While no one is happy raising the tax rate, the candidates agreed on the necessity.
Hatch said if the board hadn’t raised the rate, he would have had to lay off personnel.
With only 11 full-timers, any reduction in staffing would have a big impact.
Already, the department has been without a battalion chief for several years.
Cory said merging with other fire districts in the area could raise revenue.
“I believe the merging of fire districts in the area has many financial and operational advantages and I would be willing to explore further merges,” he said.
Monnich and Norem said they also supported merging with other districts.
Norem said the district has to consider long-term solutions to stay financially solvent. If elected, he said he would base his decisions on how they affect the district today and how they affect residents beyond his four-year term.
Cory said this focus on long-term planning has kept the district functioning.
Four years ago, the district was expanding and the board approved a separate administration building, leased land for a new fire station in Star Valley and were making payments on 10 fire trucks and other equipment.
When revenues dropped, the board approved a plan that paid off all but one engine, closed the administration building, reduced personnel costs and “cut costs to the bone,” Cory said.
The last raise dates back to 2011, a 3 percent bump — the first increase in three years. Money the federal government paid the department for help fighting the Wallow Fire funded the increase.
Monnich said she was all for supporting firefighters and maintaining staffing levels, but said the budget has been limiting. She said she wants to limit tax increases, but didn’t provide details on how the district could do this.
The district did recently get a big Staffing for Adequate Fire and Emergency Response (SAFER) federal grant that will enable the district to keep its engineers and hire a new battalion chief. However, the extra money runs out after two years.
After that, Norem wondered how the district will maintain staffing levels.
In addition, Proposition 117 could pass and so limit property tax increases to 5 percent. “That will create big financial challenges for the Hellsgate Fire District Board over the next four years,” he said.
Other issues the district will face include Hatch’s and a captain’s retirement and the cost of a new station in Tonto Village, Cory said.
“Smart decisions will allow the district to move forward with an eye to the future,” he said.
Fortunately, the district has saved considerable money on compensation claims, without a single new claim in the past three years, Lecher pointed out.
And this comes at a time when the department does not fund gym memberships.
Lecher said he was surprised to hear community members questioned the validity of firefighters working out at the gym in Payson while on duty.
Lecher said daily workouts not only keep him in shape, they have kept him injury-free.
Many years ago, Lecher did injure his back while on duty. He said it likely would have been minimal if he had been in better shape.
Today, the department allows on-duty crews to visit Payson to work out and buy food from the grocery store.

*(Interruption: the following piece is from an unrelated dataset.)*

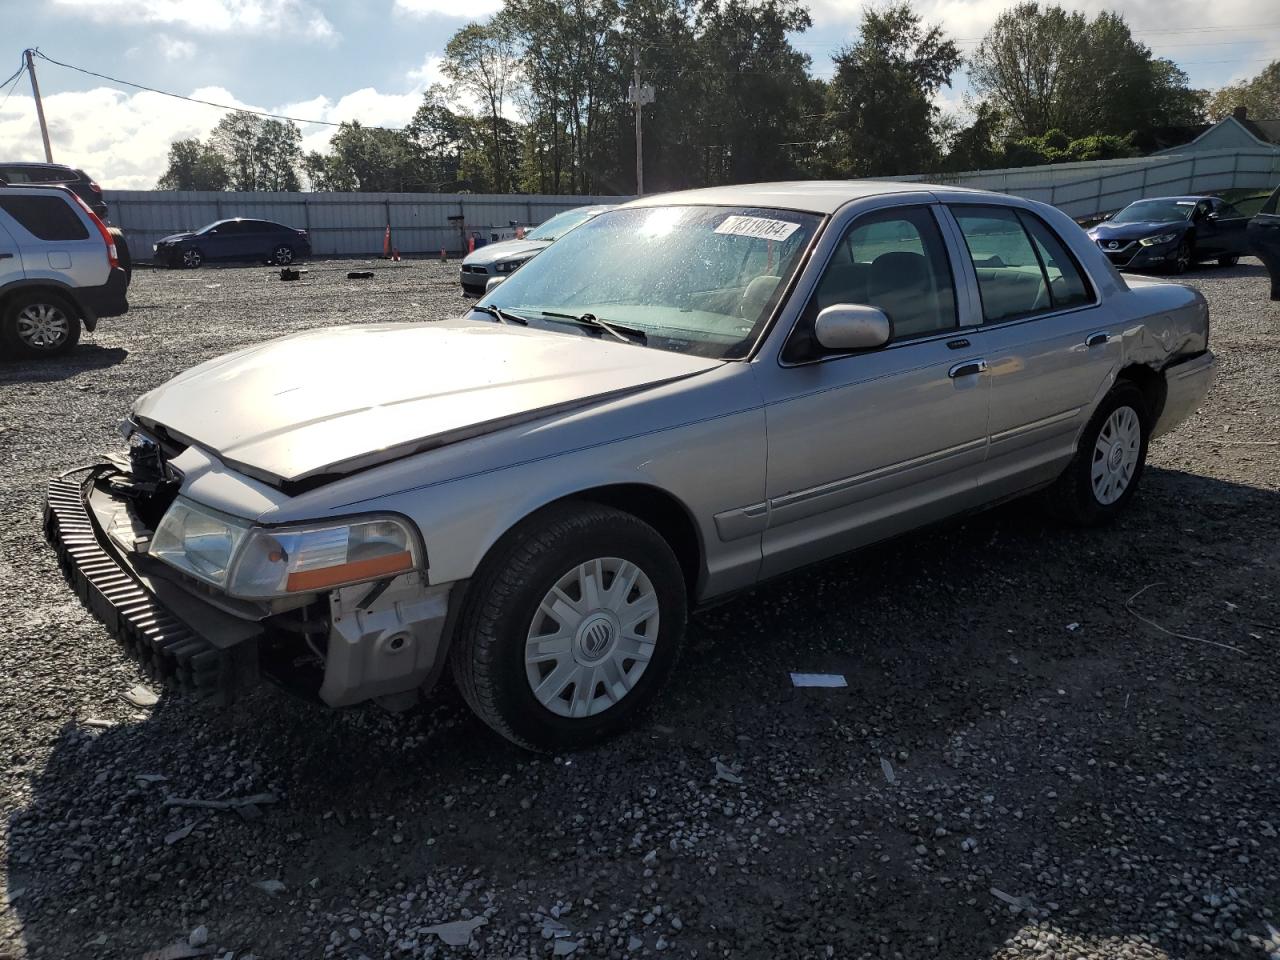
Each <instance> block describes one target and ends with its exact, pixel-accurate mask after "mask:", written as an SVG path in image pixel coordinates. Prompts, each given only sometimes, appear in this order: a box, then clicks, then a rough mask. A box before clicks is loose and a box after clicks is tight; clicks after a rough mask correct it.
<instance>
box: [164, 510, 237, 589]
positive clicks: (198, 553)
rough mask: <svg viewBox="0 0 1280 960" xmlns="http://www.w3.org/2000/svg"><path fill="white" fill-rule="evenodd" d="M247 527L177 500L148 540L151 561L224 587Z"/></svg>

While it costs a little bit more in gas, Hatch said it has saved the district tens of thousands in workers’ compensation claims.
Firefighters have only been called out twice while at the gym.
Each candidate said he or she wanted to serve on the board to maintain the high level of services.
“My observation from attending district board meetings during the last two years is that the Hellsgate Fire Department and district board have made a concerted effort to analyze and reduce costs without lowering service levels,” Norem said.
Monnich said her goal is to preserve the integrity of the department and ensure “the department provides the highest level of professional service that this community deserves and has become accustomed to.”
Cory said he wants to serve another four years to help the department through this period of significant change.
“I am firmly committed to maintaining the excellent services Hellsgate Fire District currently provides, while keeping the costs as low as possible to the community,” he said.